The latest concept car from Nissan is the dream vehicle for anyone whose office needs to be in the great outdoors. The Terranaut, designed for scientists, geologists, archaeologists or adventurers, is packed with gadgets and gizmos. The two front seats are pretty normal, but it's in the back that things get interesting. Modelled on the deck of the USS Enterprise shuttlecraft, the seat in the middle of the "spherical laboratory" swivels full circle to give scientists access to all the workstations, which can be customised. Outside, the paint is designed to withstand extreme temperatures, making this one tough 4X4.

Alma Transporter

When the scientists and engineers at the Atacama Large Millimeter Array (Alma), the world's biggest astronomy project, needed a vehicle to cart around the 66 mammoth radio telescopes that will make up the site (due to be completed in 2012), your average low-loader just wouldn't do. They needed something bigger. This summer, they unveiled two giant transporters capable of carrying the 115-ton antennas from base camp at 2,900 metres up to the site, 5,000 metres high in the desert of northern Chile. Each transporter has 28 tyres, weighs 130 tons, is 20 metres long and runs on two engines.

Lotus CIV

The Lotus Concept Ice vehicle in action

There are few environments more hostile than the windswept Antarctic ice. And there are few vehicles designed to travel there that look better than Lotus's new Concept Ice Vehicle (CIV), revealed last month. Conceived by a former Formula One chassis designer, it will be used by the Moon-Regan transantarctic expedition, which will cross the continent using biofuelled vehicles. The propeller-driven CIV runs on skids and is light enough to be dragged past the biggest obstacles. Crucially, it has ice-penetrating radar to detect perilous crevasses and other death-traps.

Rhino Runner

It may look like a Lego bus, but the appropriately named Rhino Runner is more durable than any toy.
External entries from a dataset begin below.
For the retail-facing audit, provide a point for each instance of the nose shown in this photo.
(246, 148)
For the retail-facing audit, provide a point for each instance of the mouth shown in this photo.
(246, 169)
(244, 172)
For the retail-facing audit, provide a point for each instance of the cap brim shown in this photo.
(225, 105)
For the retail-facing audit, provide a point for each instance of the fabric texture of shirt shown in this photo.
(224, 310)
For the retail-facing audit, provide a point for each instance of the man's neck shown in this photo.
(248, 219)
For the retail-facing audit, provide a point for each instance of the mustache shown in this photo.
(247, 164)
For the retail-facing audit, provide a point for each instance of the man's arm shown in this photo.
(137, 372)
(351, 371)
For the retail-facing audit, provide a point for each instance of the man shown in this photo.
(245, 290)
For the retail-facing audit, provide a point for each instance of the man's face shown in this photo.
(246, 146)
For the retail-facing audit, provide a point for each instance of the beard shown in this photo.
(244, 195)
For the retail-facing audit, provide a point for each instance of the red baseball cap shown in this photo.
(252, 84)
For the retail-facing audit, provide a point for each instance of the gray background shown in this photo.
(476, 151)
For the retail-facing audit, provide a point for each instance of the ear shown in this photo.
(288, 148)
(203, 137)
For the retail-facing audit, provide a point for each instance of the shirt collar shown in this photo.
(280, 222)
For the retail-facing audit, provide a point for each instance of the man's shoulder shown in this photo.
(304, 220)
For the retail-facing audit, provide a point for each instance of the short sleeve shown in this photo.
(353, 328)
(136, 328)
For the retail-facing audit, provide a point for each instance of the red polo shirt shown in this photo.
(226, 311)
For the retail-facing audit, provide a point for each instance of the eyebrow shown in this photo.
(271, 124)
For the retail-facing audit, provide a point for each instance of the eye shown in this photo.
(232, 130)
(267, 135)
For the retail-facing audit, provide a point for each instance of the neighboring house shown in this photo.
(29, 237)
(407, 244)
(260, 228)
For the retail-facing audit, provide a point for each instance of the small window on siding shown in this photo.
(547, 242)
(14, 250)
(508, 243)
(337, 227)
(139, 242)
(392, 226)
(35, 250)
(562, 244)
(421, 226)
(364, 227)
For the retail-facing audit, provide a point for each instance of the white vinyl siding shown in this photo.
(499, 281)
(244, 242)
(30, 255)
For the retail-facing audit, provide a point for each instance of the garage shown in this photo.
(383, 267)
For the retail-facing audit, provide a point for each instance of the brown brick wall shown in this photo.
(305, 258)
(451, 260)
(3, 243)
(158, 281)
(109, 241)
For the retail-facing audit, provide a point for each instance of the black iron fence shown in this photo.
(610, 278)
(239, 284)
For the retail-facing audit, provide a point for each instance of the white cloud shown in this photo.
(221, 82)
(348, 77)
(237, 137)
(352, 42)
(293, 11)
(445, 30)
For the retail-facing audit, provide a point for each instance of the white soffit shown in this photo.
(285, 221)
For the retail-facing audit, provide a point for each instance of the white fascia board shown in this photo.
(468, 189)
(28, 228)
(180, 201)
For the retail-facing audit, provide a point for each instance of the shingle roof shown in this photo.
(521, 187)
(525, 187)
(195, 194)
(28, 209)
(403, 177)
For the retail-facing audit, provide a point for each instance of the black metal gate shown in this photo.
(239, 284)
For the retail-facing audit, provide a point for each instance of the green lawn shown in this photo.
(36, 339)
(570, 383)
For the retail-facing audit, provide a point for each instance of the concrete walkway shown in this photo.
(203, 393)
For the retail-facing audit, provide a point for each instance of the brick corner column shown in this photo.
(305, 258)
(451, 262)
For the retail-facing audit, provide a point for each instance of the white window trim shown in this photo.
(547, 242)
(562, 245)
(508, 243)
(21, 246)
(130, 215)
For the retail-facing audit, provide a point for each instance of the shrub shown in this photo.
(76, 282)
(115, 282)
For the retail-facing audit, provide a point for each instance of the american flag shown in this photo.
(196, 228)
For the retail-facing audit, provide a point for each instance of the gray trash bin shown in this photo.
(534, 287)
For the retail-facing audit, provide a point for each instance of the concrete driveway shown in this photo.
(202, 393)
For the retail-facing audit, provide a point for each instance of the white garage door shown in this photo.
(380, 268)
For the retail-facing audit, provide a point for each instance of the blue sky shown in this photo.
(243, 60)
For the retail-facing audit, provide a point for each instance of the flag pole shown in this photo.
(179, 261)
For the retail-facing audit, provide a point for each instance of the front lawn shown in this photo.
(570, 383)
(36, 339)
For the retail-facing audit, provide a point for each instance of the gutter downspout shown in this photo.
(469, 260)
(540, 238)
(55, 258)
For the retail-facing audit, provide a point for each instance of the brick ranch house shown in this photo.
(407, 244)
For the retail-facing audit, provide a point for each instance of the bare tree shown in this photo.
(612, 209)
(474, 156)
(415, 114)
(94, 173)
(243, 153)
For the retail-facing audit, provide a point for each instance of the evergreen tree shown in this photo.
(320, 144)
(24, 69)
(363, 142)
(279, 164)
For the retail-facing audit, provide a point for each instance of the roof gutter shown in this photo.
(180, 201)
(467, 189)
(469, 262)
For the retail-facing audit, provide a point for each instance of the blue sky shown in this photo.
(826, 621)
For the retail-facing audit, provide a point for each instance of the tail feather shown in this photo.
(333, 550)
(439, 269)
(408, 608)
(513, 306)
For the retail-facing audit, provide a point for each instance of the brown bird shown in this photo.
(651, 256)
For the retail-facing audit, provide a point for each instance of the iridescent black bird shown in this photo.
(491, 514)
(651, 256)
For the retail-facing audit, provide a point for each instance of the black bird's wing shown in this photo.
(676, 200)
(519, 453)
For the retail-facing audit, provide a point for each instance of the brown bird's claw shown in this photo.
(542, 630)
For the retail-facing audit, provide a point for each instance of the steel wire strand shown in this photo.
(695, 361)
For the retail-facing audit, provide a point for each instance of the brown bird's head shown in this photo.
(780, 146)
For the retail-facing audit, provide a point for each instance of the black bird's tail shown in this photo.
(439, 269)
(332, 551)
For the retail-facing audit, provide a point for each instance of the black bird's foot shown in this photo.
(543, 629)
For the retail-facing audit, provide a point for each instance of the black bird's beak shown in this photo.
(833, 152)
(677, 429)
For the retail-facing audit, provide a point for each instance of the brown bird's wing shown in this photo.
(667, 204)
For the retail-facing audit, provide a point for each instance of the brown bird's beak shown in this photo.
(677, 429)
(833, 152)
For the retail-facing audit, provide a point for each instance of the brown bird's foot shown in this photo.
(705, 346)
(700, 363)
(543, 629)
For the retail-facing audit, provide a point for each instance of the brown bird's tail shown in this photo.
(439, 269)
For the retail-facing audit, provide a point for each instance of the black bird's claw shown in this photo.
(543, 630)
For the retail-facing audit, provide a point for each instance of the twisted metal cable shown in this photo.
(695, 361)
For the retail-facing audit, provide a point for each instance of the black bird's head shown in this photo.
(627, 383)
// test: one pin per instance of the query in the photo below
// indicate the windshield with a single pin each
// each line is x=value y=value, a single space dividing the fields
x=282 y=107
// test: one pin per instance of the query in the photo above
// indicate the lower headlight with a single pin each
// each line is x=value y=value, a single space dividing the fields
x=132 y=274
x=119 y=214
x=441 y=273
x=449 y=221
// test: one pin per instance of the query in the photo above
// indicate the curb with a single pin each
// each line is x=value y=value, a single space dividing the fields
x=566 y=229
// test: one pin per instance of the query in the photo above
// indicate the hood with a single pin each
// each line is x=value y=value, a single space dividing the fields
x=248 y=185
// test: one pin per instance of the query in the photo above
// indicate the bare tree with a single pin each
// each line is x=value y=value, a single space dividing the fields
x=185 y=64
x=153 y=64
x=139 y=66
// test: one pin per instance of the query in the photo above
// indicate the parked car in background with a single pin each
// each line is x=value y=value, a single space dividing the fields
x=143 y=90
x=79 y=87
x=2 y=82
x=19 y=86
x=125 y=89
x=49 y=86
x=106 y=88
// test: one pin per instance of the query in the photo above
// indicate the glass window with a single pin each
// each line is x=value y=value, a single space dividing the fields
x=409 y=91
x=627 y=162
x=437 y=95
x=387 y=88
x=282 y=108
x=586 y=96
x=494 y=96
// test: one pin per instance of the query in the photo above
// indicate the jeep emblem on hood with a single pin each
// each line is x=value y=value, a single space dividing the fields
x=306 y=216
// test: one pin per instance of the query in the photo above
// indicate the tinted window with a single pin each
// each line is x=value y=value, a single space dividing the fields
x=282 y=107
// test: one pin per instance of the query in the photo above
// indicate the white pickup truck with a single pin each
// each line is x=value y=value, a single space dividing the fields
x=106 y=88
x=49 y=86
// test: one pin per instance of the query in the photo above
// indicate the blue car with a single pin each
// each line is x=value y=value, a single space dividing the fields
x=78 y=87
Custom-built by the Florida firm Labock Technologies, the toughest bus on the planet is designed to survive bomb blasts and gunfire. It's built with composite armour and bullet-proof glass, and is used by the US armed forces to transport VIPs; Donald Rumsfeld and Saddam Hussein got to ride in a Rhino. In 2004, one was just a few feet from a BMW when a 250lb bomb in the car detonated, blowing a 6ft-deep crater in the road and sending up a 1,000ft dust cloud. The Rhino's occupants were uninjured.

Lunar truck

Nasa has a rich history of innovation when it comes to vehicles, but none looks as cool as the space agency's new lunar truck. This prototype was tested recently at Moses Lake in Washington state, part of a series of trials in preparation for Nasa's planned return to the Moon in about 2020. Each of the crab-like sets of wheels can pivot individually through 360 degrees, giving the truck the ability to drive in any direction and get out of craters. It can carry up to four astronauts plus the tools they will use to reacquaint themselves with the Moon after an absence of almost 50 years.

BigDog

Looking like the bastard child of an AT-AT Walker from Star Wars and a donkey, this is the modern-day version of the packhorse (without the need to feed it). Standing at two feet tall and more than three feet long, BigDog is the US Army's latest attempt to take a load off the shoulders of its soldiers. The 11-stone machine, created by Boston Dynamics, is designed to carry four packs of equipment over ground that would be impassable to wheeled vehicles. A video-camera system and onboard computers work in tandem with a laser gyroscope to keep it moving at about 4mph. BigDog even stays upright when kicked.